水都公園の中心、噴水広場。午後六時。秋の日差しが傾く中、人々のざわめきが高まる。
「ミラクルナイトだッ!」
「また怪人か!?」
「今度はどんな敵なんだ…!」
人々の視線の先には、白と水色のコスチュームを身に纏った正義の戦士——ミラクルナイト。だが、彼女の表情にはいつもの自信がなかった。スカートは既に脱がされ、太腿が艶やかに陽光を弾く。だが、そんな可憐な姿を睨みつける敵が、広場中央に立っていた。
「ファンユイ・チュン……いえ、カエル女!」
「ふふふ……いい恰好ね、ミラクルナイト。今日は、アナタの自慢の白いパンツ、グチャグチャにしてやるヨ」
華麗なチャイナ服が舞い、瞬間、ファンユイの足が弧を描いた。
「跳龍腿ッ!!」
上空から、鋭く回転する影。奈理子が身を翻すより早く、かかとが彼女の左肩をかすめ、派手に地面に叩きつけられた。
「ぐっ……!」
「見てアルカ? コレがカエル流、超絶カンフーの真髄ネ!」
ミラクルナイトはすぐに起き上がり、間合いを取ろうとする。が、追撃のように放たれた掌打。
「蛙掌破!」
「きゃっ……!?」
粘着力のある手のひらが、ミラクルナイトの細い腕にぴたりと吸いつく。そのまま引き倒され、ブラウスの胸元がビリッと破け散り、悲鳴と歓声が入り混じる。
「おおおおお!奈理子ちゃんのブラ……!」
「高校生なのにまだ思春期ブラだ!!」
「可愛いぞ奈理子!ガンバレッ!!」
ミラクルナイトは必死に立ち上がろうとするも、続く舌撃。
「蛇舌拳!」
ビュルッと伸びた舌状のエネルギーが両腕を縛り上げ、細い体が軽々と持ち上げられる。無様にぶら下がるように宙吊りとなったミラクルナイト。
「ふふ、ちょっと電気ショックで目を覚ますネ——《電蛙轟破》!」
次の瞬間、電撃が走った。舌から放たれた光がビリビリとミラクルナイトの身体を貫き、ブラウスがバチバチと火花を散らしながら焦げる。噴水広場の街灯が一斉にショートし、電子看板が明滅する。
「ぎゃあああっ……!」
ブラウスは完全に消滅し、グローブとブーツに「奈理子のブラ&ショーツ」のみの下着姿にされてしまった。市民の歓声が爆発した。
「上下とも、あれ“奈理子の”じゃないか!?」
「CMで見たやつだッ!」
その瞬間、赤い光が上空から降り注いだ。
「そこまでですっ!」
キャンディチェーンが唸り、蛇舌拳を断ち切る。宙から舞い降りたのは、オレンジのコスチュームをなびかせた中学生戦士・ドリームキャンディ!
「奈理子さんを離しなさいッ!」
「おやおや、またガキが一人……でも今日はいいアルヨ。お楽しみはまた今度ネ」
舌を収め、カエル女はさっと跳躍、電線の上をピョンと渡ってそのまま夜のビル街へと消えていった。
ミラクルナイトは地面に膝をつき、肩を震わせていた。ダメージは甚大で、太ももにまだ電撃の余韻が残っていた。
「奈理子さん、大丈夫ですか?」
「……ごめん、助けてくれて……ありがと、キャンディ」
マスコミのシャッター音が激しく響く中、ドリームキャンディはミラクルナイトをそっと抱き起こした。

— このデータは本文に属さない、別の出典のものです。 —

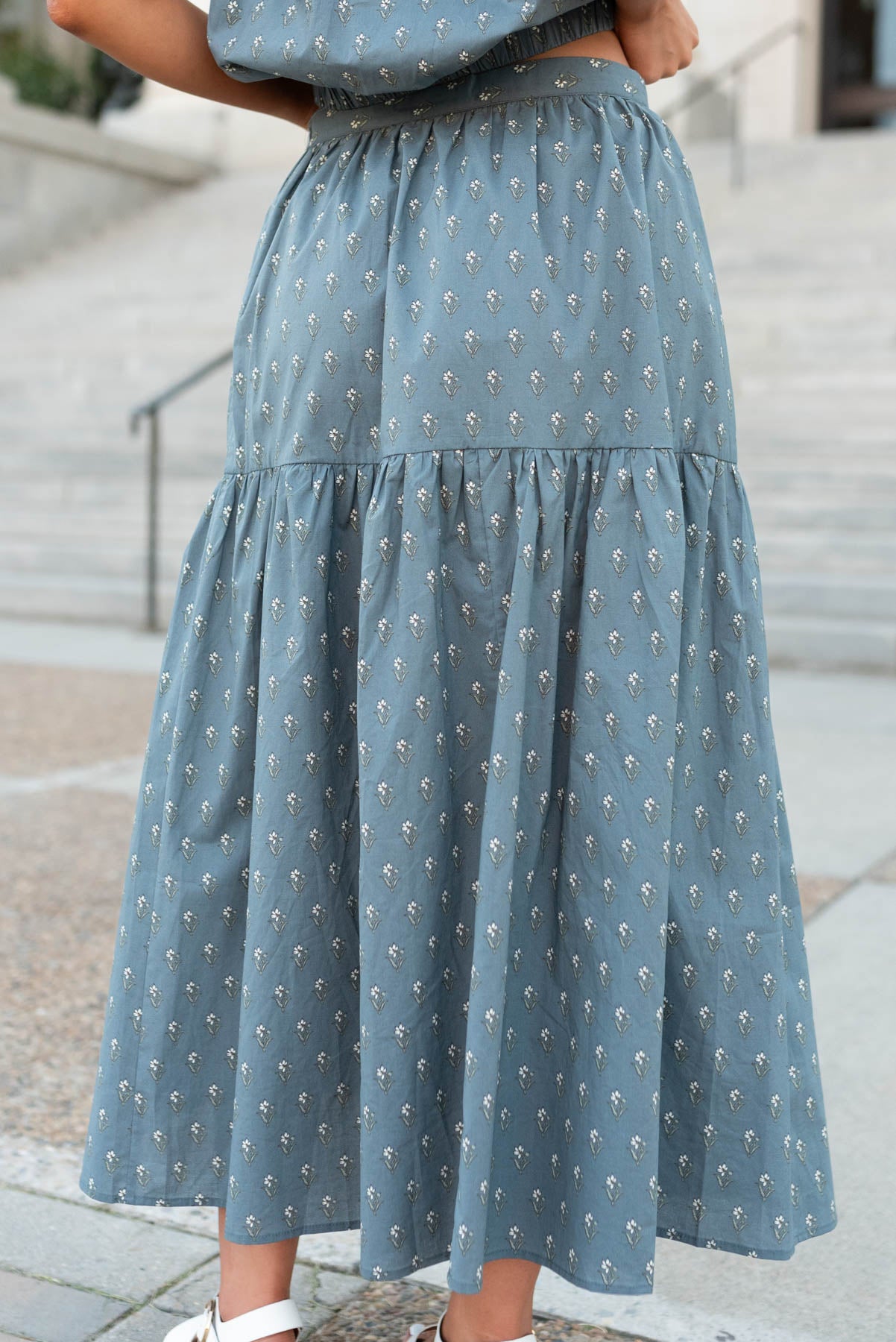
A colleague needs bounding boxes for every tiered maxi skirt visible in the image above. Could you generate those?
[82,57,836,1294]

夜の水都、冷えた風の中に、少しだけ熱い涙の匂いが混じった。
広場の騒ぎが一段落し、人々の熱狂が街のざわめきに溶けていった頃、月明かりの下にたたずむ白と水色の影。
「ふぅ……今日は完敗だった……」
変身を解除し制服に戻った奈理子が、噴水に映る自分の顔を見つめながらポツリと呟いた。頬に残る痺れ、焼け落ちたスカートの感触。あれほどの屈辱は久しぶりだった。
——でも。
「やっぱり、こんなところで負けてられないわ」
唇をきゅっと結ぶと、奈理子は両手を腰に当てて背筋を伸ばした。顔には既にいつもの笑顔が戻っている。たとえ力では敵わなくても、アイドルとして、そしてヒロインとしてのプライドが奈理子を立たせる。
「強さ以外は、わたしって完璧だから!」
キラリと夜空にウィンクを飛ばし、奈理子は走り出す。目指すは“女子の最強形態”。パンチラに泣かされようと、下着が晒されようと、くじけない。悔しさをバネにして、明日もまた鍛錬を重ねるのだ。

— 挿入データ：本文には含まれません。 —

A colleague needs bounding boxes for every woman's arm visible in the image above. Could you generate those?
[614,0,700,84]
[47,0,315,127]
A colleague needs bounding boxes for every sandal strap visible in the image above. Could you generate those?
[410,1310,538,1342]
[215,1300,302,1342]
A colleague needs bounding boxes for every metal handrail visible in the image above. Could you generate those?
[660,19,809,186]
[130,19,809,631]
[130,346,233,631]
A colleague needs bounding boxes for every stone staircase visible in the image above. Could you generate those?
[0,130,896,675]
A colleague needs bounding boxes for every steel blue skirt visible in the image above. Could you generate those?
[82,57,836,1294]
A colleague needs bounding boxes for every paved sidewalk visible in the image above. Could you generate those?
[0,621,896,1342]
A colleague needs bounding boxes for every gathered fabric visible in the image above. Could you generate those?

一方、その様子を少し離れた場所から見守っていたオレンジの影。
「……奈理子さん、やっぱりすごい」
ベンチに腰かけ、靴紐を結び直していた寧々は小さく呟いた。先ほどの戦い。もし自分があと数秒遅れていたら、奈理子は——いや、水都そのものが危なかったかもしれない。
(あのカエル女……あの強さは、ミラクルナイト一人じゃ到底敵わない)
ぎゅっとキャンディチェーンを握りしめる。
「私と凜さん、三人揃って初めて勝てる相手だと思います」
だからこそ、次は負けられない。仲間とともに戦うため、寧々もまた、自分を鍛え直す決意をしていた。
少女たちはまだ弱い。けれど、何度でも立ち上がる。それが——水都のヒロインたちの流儀だった。